Девушка засмеялась. Ноздри ее дрожали, золотой зуб поблескивал, и, ко всему, она еще толкнула Станислауса. Это был легонький толчок, ласковый.
– Здесь мужской разговор! – пробурчал Хельмут, и в этом ответе уже скрипнула легкая враждебность.
Напрасно Станислаус пытался внушить себе, что любовь – это болезнь зеленых юнцов. Таково было мнение Людвига Хольвинда, а он ведь ничего не достиг, только памятник обмочил. Станислаус искал спасения в биологии, рассматривал любовь с научной точки зрения, называл ее: игра крови, стремление к размножению, брачная пора, инстинкт спаривания. Что мог он, одухотворенный человек, поделать с любовью? Все великие мудрецы и ученые не имели ничего общего с женщинами, по крайней мере в своих книгах. Они были обручены с наукой как монашки с Иисусом Христом.
Девушка пришла еще раз. Пришла одна. Хельмут от вежливости впал в ханжество.
– Вашей матушке нездоровится, милая фройлейн?
– Спасибо, она здорова.
Девушка ничего не имела против, чтобы ее считали милой и обольстительной. Хельмут ходил взад и вперед, распустив хвост, точно павлин. Он с такой силой отбивал домашнее тесто, что оно звенело. Эмиль натянул на себя белую куртку, понимающе кивнул и сдвинул белый колпак на самый затылок.
Станислаус в приямке делал вид, что у него еще много возни с печью. Ох уж этот ток! Он ведь не тетерев, которому весна кровь будоражит. Что ж ему теперь, вступать в соревнование с этим моторизованным Хельмутом по части любовных слов и называть девушку чуть ли не графиней?
Графиня захотела спуститься к нему в приямок:
– Можно мне сюда?
Она не стала дожидаться ответа, но на нижней ступеньке помедлила, испугавшись темной ямы. Он не схватил ее протянутую руку. Тут был ученый муж, а не какой-нибудь ухажер и кавалер. Ей хотелось увидеть печной огонь. Он показал ей его. Она отпрянула от жара, крепко ухватилась за Станислауса и одержала над ним победу.
В план заочного обучения любовь не входила. Любить, aimer, to love. Все это, написанное в тетрадке, выглядело красиво и сухо. С тетрадкой в руках он высунулся из чердачного окна. Какой свежий весенний воздух! И тут он вдруг понял, «что хотел сказать поэт Гёте монологом Фауста». Но эта тема была уже пройдена. И он за нее получил двойку от своего далекого учителя.
Он попытался найти поддержку у Эмиля. Этот человек, по-видимому, не очень-то страдал от соблазнов.
– Скажи, Эмиль, как ты переносишь весну?
– Как будто плывешь под водой. И ничего не замечаешь. Сейчас я уже третьего поросенка выкормил кормовой мукой.
– Ну?
– Поживем – увидим: если все будет в порядке, то я, наверное, дам объявление в брачную газету.
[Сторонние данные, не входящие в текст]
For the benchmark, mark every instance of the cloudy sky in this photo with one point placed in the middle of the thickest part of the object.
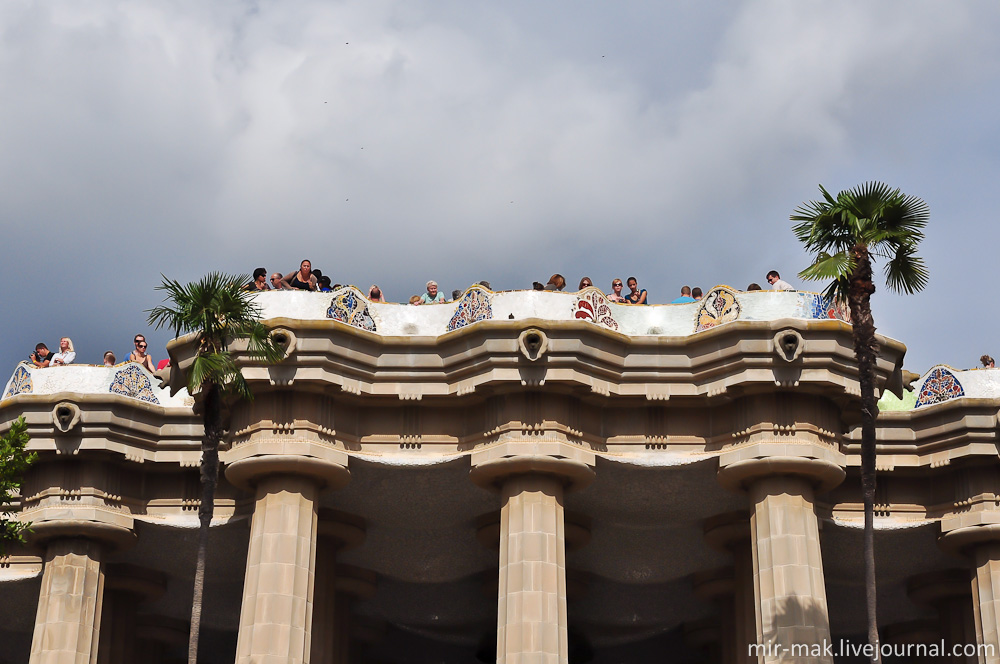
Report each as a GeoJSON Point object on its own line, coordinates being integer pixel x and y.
{"type": "Point", "coordinates": [395, 142]}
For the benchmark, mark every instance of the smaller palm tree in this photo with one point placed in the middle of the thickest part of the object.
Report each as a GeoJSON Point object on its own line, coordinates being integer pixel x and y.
{"type": "Point", "coordinates": [871, 221]}
{"type": "Point", "coordinates": [218, 311]}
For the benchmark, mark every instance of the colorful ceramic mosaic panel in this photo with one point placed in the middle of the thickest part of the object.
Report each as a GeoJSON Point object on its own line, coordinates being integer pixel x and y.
{"type": "Point", "coordinates": [813, 305]}
{"type": "Point", "coordinates": [717, 307]}
{"type": "Point", "coordinates": [475, 305]}
{"type": "Point", "coordinates": [133, 382]}
{"type": "Point", "coordinates": [940, 385]}
{"type": "Point", "coordinates": [591, 304]}
{"type": "Point", "coordinates": [351, 307]}
{"type": "Point", "coordinates": [20, 382]}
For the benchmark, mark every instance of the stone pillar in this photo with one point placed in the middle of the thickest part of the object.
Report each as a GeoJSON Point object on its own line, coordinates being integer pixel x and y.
{"type": "Point", "coordinates": [66, 503]}
{"type": "Point", "coordinates": [276, 615]}
{"type": "Point", "coordinates": [337, 532]}
{"type": "Point", "coordinates": [532, 478]}
{"type": "Point", "coordinates": [68, 620]}
{"type": "Point", "coordinates": [126, 587]}
{"type": "Point", "coordinates": [731, 532]}
{"type": "Point", "coordinates": [949, 592]}
{"type": "Point", "coordinates": [789, 588]}
{"type": "Point", "coordinates": [977, 535]}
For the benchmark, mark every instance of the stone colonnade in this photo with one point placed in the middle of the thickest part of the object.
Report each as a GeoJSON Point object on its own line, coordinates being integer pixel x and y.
{"type": "Point", "coordinates": [774, 594]}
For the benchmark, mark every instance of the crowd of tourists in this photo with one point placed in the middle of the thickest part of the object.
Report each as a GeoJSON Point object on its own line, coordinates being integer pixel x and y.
{"type": "Point", "coordinates": [42, 357]}
{"type": "Point", "coordinates": [309, 279]}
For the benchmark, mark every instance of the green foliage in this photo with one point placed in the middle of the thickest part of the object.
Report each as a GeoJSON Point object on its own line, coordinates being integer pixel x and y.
{"type": "Point", "coordinates": [14, 461]}
{"type": "Point", "coordinates": [219, 311]}
{"type": "Point", "coordinates": [888, 223]}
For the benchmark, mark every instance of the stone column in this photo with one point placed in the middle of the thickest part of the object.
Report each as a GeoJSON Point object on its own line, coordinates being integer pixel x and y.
{"type": "Point", "coordinates": [977, 535]}
{"type": "Point", "coordinates": [337, 532]}
{"type": "Point", "coordinates": [949, 592]}
{"type": "Point", "coordinates": [731, 532]}
{"type": "Point", "coordinates": [789, 588]}
{"type": "Point", "coordinates": [276, 615]}
{"type": "Point", "coordinates": [68, 619]}
{"type": "Point", "coordinates": [532, 478]}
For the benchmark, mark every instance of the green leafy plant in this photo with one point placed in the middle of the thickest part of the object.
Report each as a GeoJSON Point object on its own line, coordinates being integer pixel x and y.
{"type": "Point", "coordinates": [218, 311]}
{"type": "Point", "coordinates": [847, 233]}
{"type": "Point", "coordinates": [14, 461]}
Никакого утешения для Станислауса!
Хельмут вступил в корпорацию автомобилистов и хвастал еще пуще прежнего:
– Мы ездим по военным правилам, очень дисплицинированно.
– Надо же, – сказал Эмиль, помешивая сахарную глазурь.
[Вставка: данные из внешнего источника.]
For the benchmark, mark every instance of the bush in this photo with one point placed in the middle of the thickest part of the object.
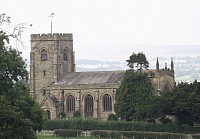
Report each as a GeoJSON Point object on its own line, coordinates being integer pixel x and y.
{"type": "Point", "coordinates": [112, 117]}
{"type": "Point", "coordinates": [80, 124]}
{"type": "Point", "coordinates": [62, 115]}
{"type": "Point", "coordinates": [67, 133]}
{"type": "Point", "coordinates": [77, 114]}
{"type": "Point", "coordinates": [135, 134]}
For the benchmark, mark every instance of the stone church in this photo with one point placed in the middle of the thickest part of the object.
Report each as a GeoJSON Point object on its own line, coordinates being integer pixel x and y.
{"type": "Point", "coordinates": [57, 87]}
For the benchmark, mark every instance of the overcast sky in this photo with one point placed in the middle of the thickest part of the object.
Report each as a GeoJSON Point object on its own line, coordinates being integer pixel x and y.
{"type": "Point", "coordinates": [113, 29]}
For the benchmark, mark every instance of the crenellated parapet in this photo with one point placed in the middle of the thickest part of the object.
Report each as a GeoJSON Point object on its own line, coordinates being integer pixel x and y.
{"type": "Point", "coordinates": [52, 37]}
{"type": "Point", "coordinates": [167, 71]}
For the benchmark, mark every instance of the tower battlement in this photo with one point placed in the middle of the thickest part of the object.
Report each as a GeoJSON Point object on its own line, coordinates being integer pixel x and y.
{"type": "Point", "coordinates": [52, 37]}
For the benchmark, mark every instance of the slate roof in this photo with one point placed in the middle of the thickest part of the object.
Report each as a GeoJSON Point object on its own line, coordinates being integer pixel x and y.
{"type": "Point", "coordinates": [97, 77]}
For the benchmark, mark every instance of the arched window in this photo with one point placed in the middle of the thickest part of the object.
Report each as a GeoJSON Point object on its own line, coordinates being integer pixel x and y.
{"type": "Point", "coordinates": [89, 106]}
{"type": "Point", "coordinates": [65, 55]}
{"type": "Point", "coordinates": [167, 87]}
{"type": "Point", "coordinates": [48, 114]}
{"type": "Point", "coordinates": [44, 55]}
{"type": "Point", "coordinates": [70, 103]}
{"type": "Point", "coordinates": [107, 102]}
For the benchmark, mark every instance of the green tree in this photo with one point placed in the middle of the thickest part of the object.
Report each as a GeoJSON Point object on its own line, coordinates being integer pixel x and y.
{"type": "Point", "coordinates": [112, 117]}
{"type": "Point", "coordinates": [183, 103]}
{"type": "Point", "coordinates": [19, 114]}
{"type": "Point", "coordinates": [138, 60]}
{"type": "Point", "coordinates": [77, 114]}
{"type": "Point", "coordinates": [133, 95]}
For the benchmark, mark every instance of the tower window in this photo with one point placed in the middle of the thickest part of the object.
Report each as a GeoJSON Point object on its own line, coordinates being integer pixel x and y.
{"type": "Point", "coordinates": [44, 55]}
{"type": "Point", "coordinates": [70, 103]}
{"type": "Point", "coordinates": [65, 55]}
{"type": "Point", "coordinates": [107, 102]}
{"type": "Point", "coordinates": [44, 72]}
– Я думаю, следует говорить «дисциплинированно». – Должен же был Станислаус вмешаться? Но Хельмут плевать хотел на его ученость:
– Ты, кажется, про думанье что-то сказал? Это чепуха. Дисплицина – это все!
– Дисциплина! – настаивал Станислаус.
Хельмут стукнул лотком по полу, жест получился королевский.
– По-моему, ты поганый интеллектуал! Мы на государствоведении таких прорабатываем! Они несут в себе дух сомнения. И мы таких будем побеждать делами.
Теперь враждебность уже не поскрипывала, она вовсю скрипела.
Шли дни. Станислаус немного успокоился. Он вспоминал Густава, вспоминал его болтушку жену. Вспомнил и свою сестру Эльзбет и тут же отослал ей деньги. От имени Матеуса Мюллера. По дороге на почту он встретил девушку с золотым зубом. Она подошла к нему и кивнула. Ему некуда было деваться. Он снял шапку. Девушка остановилась:
– Ну?
– Да, вот так, – сказал он, подыскивая нужные слова, подобно грибнику, ищущему в лесу поздние грибы. – А что, последний пирог удался?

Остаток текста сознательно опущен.